Je vous ai copié un extrait du blog de Guy Sorman, qui corrobore ce que je vous disais il y a deux semaines sur Airbus.
A cela, j'ajoute quelques remarques :
> Boeing est certes subventionné, mais l'Etat américain s'abstient absolument d'intervenir dans sa gestion.
> les organisations naissent, grandissent et meurent, mais il est rarissime qu'elles se réforment, il y a donc tout lieu d'être pessimiste pour Airbus. La démission de C. Streiff vient renforcer ce pessimisme.
> La chance d'Airbus, probablement la seule raison véritable d'espérer, est que les compagnies aériennes ne pourront tolérer un monopole de Boeing et que l'émergence d'un véritable concurrent du duopole actuel, qu'il soit brésilien, russe ou chinois prendra du temps. Mais la nature a horreur du vide et si la langueur d'Airbus se prolongeait (à l'échelle du temps aéronautique, dix ans), nul doute que cela lui serait fatal.
> Enfin, il n'y a de richesses que d'hommes et ça peut aussi être une chance pour Airbus, même si elle est plus difficile à évaluer.
> La statistique sur le travailleur américain plus heureux de son sort que le travailleur français renvoie à notre société à deux vitesses : les protégés, fonctionnaires et employés de grosses boites, n'ont guère de raison de se plaindre, mais les exposés ? Un employé de PME a autant de risque qu'un américain de perdre son travail sauf qu'il n'a pratiquement aucune chance d'en retrouver un rapidement, contrairement à ce dernier. L'ultra-protection des uns génère l'ultra-exposition des autres, et ça n'a que bien peu de à voir avec l'ultra-libéralisme !

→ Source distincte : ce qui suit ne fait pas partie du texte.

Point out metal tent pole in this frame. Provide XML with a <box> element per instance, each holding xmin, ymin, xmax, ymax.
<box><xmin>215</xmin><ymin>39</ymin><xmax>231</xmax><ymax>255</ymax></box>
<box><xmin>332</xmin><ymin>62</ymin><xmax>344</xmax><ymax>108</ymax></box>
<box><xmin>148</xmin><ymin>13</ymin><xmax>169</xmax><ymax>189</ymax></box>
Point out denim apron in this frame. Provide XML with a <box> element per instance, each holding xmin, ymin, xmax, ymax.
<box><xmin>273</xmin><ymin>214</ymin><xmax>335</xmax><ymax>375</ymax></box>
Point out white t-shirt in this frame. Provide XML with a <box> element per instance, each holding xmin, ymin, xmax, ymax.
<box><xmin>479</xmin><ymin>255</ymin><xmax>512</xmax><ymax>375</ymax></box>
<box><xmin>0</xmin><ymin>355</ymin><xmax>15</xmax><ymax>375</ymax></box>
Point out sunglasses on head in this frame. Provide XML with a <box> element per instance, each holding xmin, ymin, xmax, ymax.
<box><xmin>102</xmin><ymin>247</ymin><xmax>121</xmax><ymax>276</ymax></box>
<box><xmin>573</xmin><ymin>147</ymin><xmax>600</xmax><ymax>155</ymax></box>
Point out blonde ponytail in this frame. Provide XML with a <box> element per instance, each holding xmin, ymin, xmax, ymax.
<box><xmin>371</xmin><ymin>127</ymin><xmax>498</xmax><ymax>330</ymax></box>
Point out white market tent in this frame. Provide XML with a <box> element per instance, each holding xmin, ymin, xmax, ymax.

Airbus entre deux capitalismes
À suivre Edmund Phelps, Professeur à Columbia, New York , qui vient de recevoir le Prix Nobel d’économie, l’Europe continentale et les Etats-Unis ne vivent pas dans le même système économique ; le terme trop général, selon lui, d’économie de marché, recouvre des marchandises différentes. Le capitalisme américain et la social-démocratie franco-germano-italienne obéissent, le premier à une logique financière, le second à une logique sociale.
Aux Etats-Unis, le profit détermine la survie ou la disparition d’une entreprise ; en Europe, l’entreprise doit survivre parce qu’elle procure des emplois, qu’elle soit profitable ou pas. Nul ne conteste l’efficacité globalement supérieure du capitalisme américain sur la croissance et l’innovation. Mais quel système est le plus moral ? Phelps, se fondant sur des études d’opinions transatlantiques homogènes , conclut à la supériorité morale du capitalisme financier américain : les salariés américains seraient globalement plus satisfaits de leur travail que les Européens . Tout en reconnaissant le caractère précaire de leur situation. À quoi tient ce paradoxe ? Au sentiment, aux Etats-Unis, de participer à une grande aventure individuelle et collective : on perd son job mais on en retrouve un .
Bon, les freudo-marxistes en déduiront que les travailleurs américains sont aliénés.
À la lumière de Phelps, on peut comparer Boeing et Airbus, capitalisme financier contre capitalisme social.
Jusqu’ici, Airbus, création publique à l’origine, a produit des avions, des emplois mais pas des profits. Mais Airbus pourra-t-il affronter le défi de la mondialisation et de l’innovation [les profits sont absolument indispensables pour financer l'innovation]? À suivre Phelps, la réponse est non : Airbus est plombé par la politique et la diplomatie .
Diagnostic que partagent apparemment ses actionnaires et ses dirigeants. Pour survivre, Airbus doit donc passer du capitalisme social au capitalisme financier : changer de logique économique sans changer de continent ? Si Airbus y parvient, il conviendra que Phelps renonce à son prix Nobel.